Although I intended to start my job in September of 2018 after completing my exams, Cole and I flew out to Austin to play in my first AVP qualifier that May. After miraculously winning our first match, we had to face Hagen and Lucas. Go figure; we had to play the only people we trained with for four months in our very first tournament. They kicked our butts. 

The next tournament was in San Francisco in late June. We were a little bit better than in Austin. After taking down the #1-seed in the Qualifier, Kyle Friend and Myles Muagututia, we made it to our first AVP Main Draw. Better yet, our friends Lucas and Hagen qualified about 15 minutes after our match finished. 
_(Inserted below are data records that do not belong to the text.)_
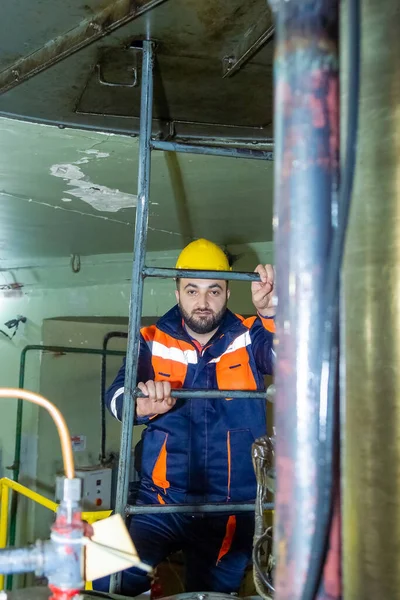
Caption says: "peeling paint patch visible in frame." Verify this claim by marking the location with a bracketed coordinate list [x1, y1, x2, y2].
[50, 150, 137, 212]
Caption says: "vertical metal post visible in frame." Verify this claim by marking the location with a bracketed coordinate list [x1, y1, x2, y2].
[0, 482, 9, 591]
[342, 0, 400, 600]
[110, 41, 154, 593]
[271, 0, 339, 600]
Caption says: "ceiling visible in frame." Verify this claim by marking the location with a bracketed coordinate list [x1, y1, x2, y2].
[0, 0, 273, 261]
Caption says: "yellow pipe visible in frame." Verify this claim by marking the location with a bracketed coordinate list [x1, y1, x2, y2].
[0, 477, 112, 591]
[0, 477, 58, 512]
[0, 388, 75, 479]
[82, 510, 112, 525]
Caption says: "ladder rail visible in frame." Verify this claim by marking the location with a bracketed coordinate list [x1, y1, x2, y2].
[110, 40, 154, 593]
[143, 267, 261, 282]
[110, 40, 274, 593]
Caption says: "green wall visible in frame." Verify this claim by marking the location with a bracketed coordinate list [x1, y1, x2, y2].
[0, 243, 272, 537]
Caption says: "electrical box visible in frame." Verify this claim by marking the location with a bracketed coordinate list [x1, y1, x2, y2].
[76, 467, 112, 512]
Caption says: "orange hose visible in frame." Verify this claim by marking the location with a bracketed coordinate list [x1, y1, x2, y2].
[0, 388, 75, 479]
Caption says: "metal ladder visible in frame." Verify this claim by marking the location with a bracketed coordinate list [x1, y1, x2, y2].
[110, 41, 273, 593]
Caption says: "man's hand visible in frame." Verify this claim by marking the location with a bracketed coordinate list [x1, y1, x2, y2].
[251, 265, 275, 317]
[136, 381, 176, 417]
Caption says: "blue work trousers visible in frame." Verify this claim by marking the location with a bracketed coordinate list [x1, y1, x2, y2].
[93, 513, 254, 596]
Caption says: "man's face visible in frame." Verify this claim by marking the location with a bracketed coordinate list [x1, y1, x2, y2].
[175, 279, 230, 334]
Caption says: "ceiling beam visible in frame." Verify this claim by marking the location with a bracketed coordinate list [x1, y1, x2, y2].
[0, 0, 166, 94]
[222, 10, 275, 78]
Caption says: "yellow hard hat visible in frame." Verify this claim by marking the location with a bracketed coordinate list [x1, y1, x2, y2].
[176, 238, 232, 271]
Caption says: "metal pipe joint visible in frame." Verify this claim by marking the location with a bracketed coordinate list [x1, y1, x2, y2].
[0, 478, 84, 598]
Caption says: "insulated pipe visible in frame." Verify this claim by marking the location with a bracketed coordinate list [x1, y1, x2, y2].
[342, 0, 400, 600]
[271, 0, 339, 600]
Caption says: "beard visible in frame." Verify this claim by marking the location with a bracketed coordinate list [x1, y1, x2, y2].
[179, 304, 226, 334]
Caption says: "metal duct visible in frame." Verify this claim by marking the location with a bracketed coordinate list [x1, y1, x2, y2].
[343, 0, 400, 600]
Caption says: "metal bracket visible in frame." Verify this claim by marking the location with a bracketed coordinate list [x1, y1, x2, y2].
[96, 48, 138, 87]
[0, 0, 166, 94]
[222, 10, 275, 78]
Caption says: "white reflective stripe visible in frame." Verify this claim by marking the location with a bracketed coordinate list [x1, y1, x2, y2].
[210, 331, 251, 363]
[147, 342, 197, 365]
[110, 388, 124, 421]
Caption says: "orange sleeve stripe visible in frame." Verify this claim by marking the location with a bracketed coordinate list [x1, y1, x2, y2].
[140, 325, 156, 342]
[226, 431, 232, 500]
[217, 515, 236, 565]
[243, 316, 258, 329]
[151, 434, 170, 491]
[260, 317, 276, 333]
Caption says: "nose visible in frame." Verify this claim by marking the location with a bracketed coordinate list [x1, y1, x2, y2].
[197, 293, 209, 310]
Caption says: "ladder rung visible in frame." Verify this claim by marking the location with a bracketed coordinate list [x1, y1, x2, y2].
[150, 140, 274, 160]
[142, 267, 260, 281]
[125, 502, 274, 515]
[135, 388, 267, 400]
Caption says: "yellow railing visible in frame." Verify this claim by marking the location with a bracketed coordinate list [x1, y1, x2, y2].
[0, 477, 112, 590]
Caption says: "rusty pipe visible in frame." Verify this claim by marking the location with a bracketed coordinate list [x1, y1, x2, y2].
[271, 0, 339, 600]
[343, 0, 400, 600]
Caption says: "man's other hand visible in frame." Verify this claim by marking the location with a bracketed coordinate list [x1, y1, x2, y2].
[136, 380, 176, 417]
[251, 265, 275, 317]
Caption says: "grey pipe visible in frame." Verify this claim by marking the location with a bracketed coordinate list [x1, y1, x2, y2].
[342, 0, 400, 600]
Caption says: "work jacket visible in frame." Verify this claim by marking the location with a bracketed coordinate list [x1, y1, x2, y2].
[107, 306, 274, 504]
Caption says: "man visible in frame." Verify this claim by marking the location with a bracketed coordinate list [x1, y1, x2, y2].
[94, 239, 274, 596]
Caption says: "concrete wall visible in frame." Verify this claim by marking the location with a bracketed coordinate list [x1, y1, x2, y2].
[0, 243, 272, 538]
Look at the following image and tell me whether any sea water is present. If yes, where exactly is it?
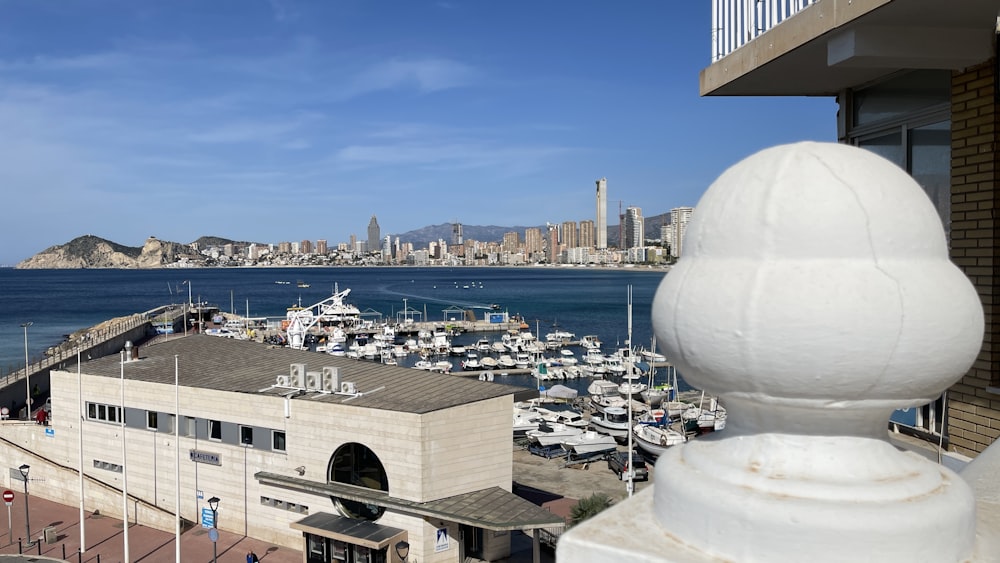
[0,267,686,394]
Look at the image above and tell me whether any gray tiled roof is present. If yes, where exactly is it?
[262,471,566,530]
[82,334,523,414]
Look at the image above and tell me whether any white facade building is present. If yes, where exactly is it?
[0,335,561,563]
[594,178,608,250]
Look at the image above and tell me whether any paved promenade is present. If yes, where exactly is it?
[0,491,302,563]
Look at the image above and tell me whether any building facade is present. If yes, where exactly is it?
[367,215,382,251]
[701,0,1000,455]
[578,219,597,248]
[622,206,646,249]
[594,178,608,250]
[0,335,558,563]
[667,207,694,258]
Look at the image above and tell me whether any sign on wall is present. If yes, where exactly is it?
[434,528,451,553]
[188,450,222,465]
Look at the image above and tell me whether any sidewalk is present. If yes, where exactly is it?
[0,491,303,563]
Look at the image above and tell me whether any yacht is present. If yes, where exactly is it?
[562,430,618,455]
[590,407,631,440]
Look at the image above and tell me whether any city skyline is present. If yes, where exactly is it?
[0,0,836,264]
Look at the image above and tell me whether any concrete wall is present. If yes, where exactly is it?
[948,59,1000,456]
[11,364,512,562]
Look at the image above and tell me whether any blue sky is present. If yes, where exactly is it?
[0,0,836,265]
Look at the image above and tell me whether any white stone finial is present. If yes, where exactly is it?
[653,143,983,563]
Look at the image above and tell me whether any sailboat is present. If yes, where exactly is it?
[639,335,674,409]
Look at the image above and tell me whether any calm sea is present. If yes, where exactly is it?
[0,267,684,396]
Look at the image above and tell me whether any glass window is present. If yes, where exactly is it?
[327,443,389,521]
[853,70,951,126]
[240,426,253,446]
[271,430,285,452]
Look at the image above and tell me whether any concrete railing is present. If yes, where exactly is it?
[712,0,819,63]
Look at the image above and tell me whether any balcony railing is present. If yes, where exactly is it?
[712,0,820,63]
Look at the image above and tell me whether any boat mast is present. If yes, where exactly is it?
[625,284,635,497]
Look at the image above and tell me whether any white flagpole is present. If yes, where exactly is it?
[625,284,635,496]
[76,348,87,553]
[174,355,181,563]
[118,351,131,563]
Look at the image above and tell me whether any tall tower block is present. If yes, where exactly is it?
[595,178,608,250]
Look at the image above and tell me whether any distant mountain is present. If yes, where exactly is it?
[15,213,670,269]
[16,235,201,269]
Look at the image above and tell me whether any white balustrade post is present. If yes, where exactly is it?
[557,143,998,563]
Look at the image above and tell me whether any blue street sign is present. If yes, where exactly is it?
[201,506,215,528]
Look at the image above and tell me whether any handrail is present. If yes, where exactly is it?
[712,0,820,63]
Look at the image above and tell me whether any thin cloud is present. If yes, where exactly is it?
[348,59,480,96]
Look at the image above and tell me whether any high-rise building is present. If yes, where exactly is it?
[524,227,543,256]
[579,219,596,248]
[503,231,521,252]
[622,206,646,248]
[595,178,608,250]
[368,215,382,251]
[545,225,559,264]
[670,207,694,258]
[559,221,580,248]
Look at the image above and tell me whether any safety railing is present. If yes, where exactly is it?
[712,0,821,63]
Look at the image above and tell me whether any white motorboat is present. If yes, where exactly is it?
[632,422,687,457]
[534,407,587,428]
[524,422,583,446]
[681,399,726,432]
[590,407,630,439]
[545,330,576,343]
[559,348,580,366]
[514,407,542,436]
[562,430,618,455]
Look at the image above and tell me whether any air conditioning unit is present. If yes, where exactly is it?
[306,371,323,391]
[323,366,340,393]
[291,364,306,389]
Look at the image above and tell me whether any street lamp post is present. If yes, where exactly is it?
[21,321,35,420]
[17,463,35,547]
[208,497,219,563]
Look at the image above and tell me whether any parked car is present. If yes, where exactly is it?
[608,452,649,481]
We were severely outmatched in the Main Draw, facing the #1 overall seed Billy Allen and Ryan Doherty. We went 0-2 barbeque, but that feeling of qualifying sparked something in me. We qualified a couple of weeks later at the next AVP tournament, right in my backyard in Hermosa Beach. Again, we couldn’t make a dent in the Main Draw, losing our first two matches. I skipped the final event that year in Chicago, thinking I was officially retired from volleyball and ready to start a new career.
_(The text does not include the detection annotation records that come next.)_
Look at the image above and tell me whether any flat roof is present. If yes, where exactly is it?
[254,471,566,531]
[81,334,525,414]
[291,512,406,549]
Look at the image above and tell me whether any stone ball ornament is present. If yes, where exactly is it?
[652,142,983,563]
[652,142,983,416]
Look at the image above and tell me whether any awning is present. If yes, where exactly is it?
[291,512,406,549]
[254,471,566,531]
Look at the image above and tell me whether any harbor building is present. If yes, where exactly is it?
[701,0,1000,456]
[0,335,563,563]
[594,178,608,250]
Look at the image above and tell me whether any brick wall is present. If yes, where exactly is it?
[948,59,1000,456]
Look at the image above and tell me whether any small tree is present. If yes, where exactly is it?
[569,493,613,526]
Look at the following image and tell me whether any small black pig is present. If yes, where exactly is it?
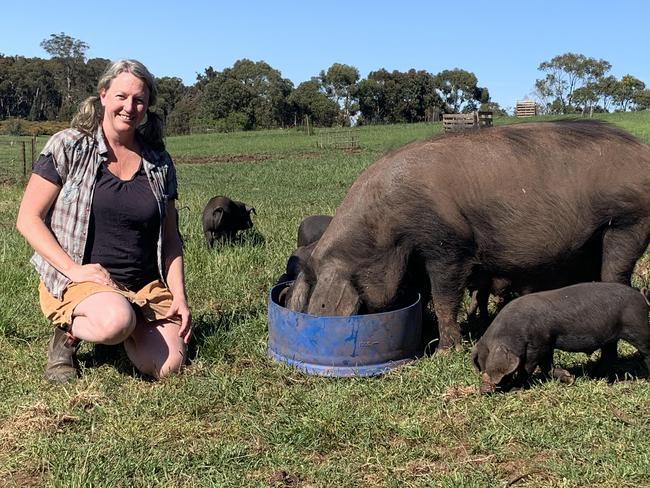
[472,282,650,393]
[203,196,257,247]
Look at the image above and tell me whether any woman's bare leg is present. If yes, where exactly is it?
[124,319,187,378]
[71,292,137,345]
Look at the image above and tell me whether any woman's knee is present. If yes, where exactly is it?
[124,323,187,379]
[73,296,137,345]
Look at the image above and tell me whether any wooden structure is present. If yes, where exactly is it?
[318,129,359,149]
[442,111,492,132]
[515,100,537,117]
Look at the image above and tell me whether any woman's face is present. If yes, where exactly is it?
[99,72,149,140]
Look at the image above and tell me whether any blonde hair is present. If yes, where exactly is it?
[70,59,165,149]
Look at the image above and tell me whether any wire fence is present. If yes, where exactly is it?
[0,136,38,184]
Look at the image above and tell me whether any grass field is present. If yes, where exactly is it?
[0,112,650,488]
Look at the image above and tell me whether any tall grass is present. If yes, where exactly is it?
[0,113,650,487]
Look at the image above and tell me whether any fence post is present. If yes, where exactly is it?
[22,141,27,178]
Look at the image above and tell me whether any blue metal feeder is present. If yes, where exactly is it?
[268,282,422,376]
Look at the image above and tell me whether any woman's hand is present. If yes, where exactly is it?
[165,297,192,344]
[65,264,115,287]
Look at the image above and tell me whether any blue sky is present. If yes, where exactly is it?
[0,0,650,112]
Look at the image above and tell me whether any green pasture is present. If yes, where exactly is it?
[0,112,650,488]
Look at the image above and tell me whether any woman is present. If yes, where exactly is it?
[16,60,191,382]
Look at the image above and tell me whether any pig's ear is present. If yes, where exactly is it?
[485,344,521,385]
[212,207,223,229]
[285,273,311,312]
[307,266,361,316]
[472,342,484,373]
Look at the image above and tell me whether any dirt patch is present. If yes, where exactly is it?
[442,385,479,402]
[0,403,79,450]
[174,154,271,164]
[0,470,45,488]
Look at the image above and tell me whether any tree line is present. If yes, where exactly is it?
[0,32,650,134]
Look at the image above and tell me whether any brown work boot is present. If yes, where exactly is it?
[45,327,79,383]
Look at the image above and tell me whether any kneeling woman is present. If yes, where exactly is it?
[16,60,191,382]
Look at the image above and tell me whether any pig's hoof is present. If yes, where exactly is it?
[553,368,576,385]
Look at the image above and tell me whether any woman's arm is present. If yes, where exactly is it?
[16,174,112,284]
[162,200,192,344]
After about eight months of cold calling 300 people a day (without much success), I felt the spark inside me growing. I couldn’t forget that feeling of qualifying, that desire to keep trying. My boss encouraged our team members to show a motivational video at the beginning of every day to get people ready to cold call. One day, one of my colleagues showed a video from a famous entrepreneur named Gary Vaynerchuk. He said, “If you are looking forward to Friday and dreading Monday, you are not doing what you are meant to do.” That altered the direction of my life. That single quote gave me the courage to tell my boss I didn’t enjoy any aspect of the job. When he replied, “You’re not supposed to,” – I quit. That wasn’t going to be how I lived my life.
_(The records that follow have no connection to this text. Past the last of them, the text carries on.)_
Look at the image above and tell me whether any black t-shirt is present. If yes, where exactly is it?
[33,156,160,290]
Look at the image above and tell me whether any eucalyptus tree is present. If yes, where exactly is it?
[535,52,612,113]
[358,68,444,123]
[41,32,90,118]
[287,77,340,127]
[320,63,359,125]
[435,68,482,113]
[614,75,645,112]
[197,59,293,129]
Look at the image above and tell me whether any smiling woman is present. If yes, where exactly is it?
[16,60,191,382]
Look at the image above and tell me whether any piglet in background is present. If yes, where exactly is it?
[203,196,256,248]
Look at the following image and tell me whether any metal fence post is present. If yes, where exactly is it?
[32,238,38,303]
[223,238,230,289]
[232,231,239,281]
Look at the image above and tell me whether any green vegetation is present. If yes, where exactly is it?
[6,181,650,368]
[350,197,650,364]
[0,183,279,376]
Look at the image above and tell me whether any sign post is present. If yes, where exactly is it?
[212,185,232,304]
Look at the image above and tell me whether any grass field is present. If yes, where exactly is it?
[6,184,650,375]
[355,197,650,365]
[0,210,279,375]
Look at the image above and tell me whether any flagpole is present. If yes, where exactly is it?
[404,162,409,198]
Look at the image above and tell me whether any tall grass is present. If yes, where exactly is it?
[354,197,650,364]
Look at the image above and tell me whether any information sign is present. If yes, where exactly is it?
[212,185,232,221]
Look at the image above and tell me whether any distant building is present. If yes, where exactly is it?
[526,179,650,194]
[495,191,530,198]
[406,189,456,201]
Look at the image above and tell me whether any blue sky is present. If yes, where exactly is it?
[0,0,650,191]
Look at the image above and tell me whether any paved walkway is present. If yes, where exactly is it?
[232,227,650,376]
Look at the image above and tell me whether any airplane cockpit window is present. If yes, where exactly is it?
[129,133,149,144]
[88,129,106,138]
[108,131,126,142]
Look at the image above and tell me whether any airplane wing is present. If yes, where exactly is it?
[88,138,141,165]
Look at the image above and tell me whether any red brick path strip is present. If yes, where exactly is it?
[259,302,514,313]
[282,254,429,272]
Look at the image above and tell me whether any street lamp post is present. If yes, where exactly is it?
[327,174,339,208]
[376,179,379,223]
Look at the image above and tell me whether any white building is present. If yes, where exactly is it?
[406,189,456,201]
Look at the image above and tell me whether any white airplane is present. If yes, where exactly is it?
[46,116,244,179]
With a bunch of student debt and almost no money to my name, I bet big on myself. I was going to do everything I could to become a professional beach volleyball player. I traveled to all the events in 2019 with my then partner Adam Roberts. We qualified twice, taking a 7th in Hermosa and a 13th in Manhattan. Although there were a lot of losses that year, the 7th in Hermosa made me feel like I wasn’t entirely crazy for trying to pursue my dream.

During the 2020 season, I played with Eric Beranek. Although we didn’t play as well as we wanted during the Champions Cup, we extended our season and went to Florida to compete in some local tournaments. We went undefeated in every tournament we entered and had a lot of fun on the side. 

Billy Allen (a guy who stomped me just three years before in my first Main Draw match) gave me a call in the offseason before 2021. We teamed up. I was really excited to play with Billy, who is criminally underrated on the AVP. Being so steady, calm, and consistent might not always turn heads, but it wins you a lot of matches. We snuck in as the last team in the Main Draw for Atlanta, and we made the most of it. We took 5th in Atlanta, which moved us up in the rankings and took an enormous weight off our shoulders. We were no longer on the bubble of slipping into the qualifier. After a disappointing loss in the Quarterfinals, I felt like we had more to give. 

We took 3rd in the last two tournaments of 2021, beating household names in both. Winning against guys like Ricardo, Phil, and Jake (three of the best five blockers of all time) was surreal. I finally felt like I had made it as a serious contender. I have a lot of growth and learning to do, but the top guys don’t seem as far away as they did six months ago. I am excited for the opportunity to try to catch them and become the best player I can be. 

As any beach volleyball player would tell you, it’s not all rainbows and sunshine. But it sure beats the hell out of 300 people a day telling you to go screw yourself. I now get to train with the best players in the world, the beach is my office, and I love my day-to-day life. Looking back, it’s funny how unplanned and random the events were that led me to play volleyball. Who knows, in an alternate universe, I may have been a world-class sailor.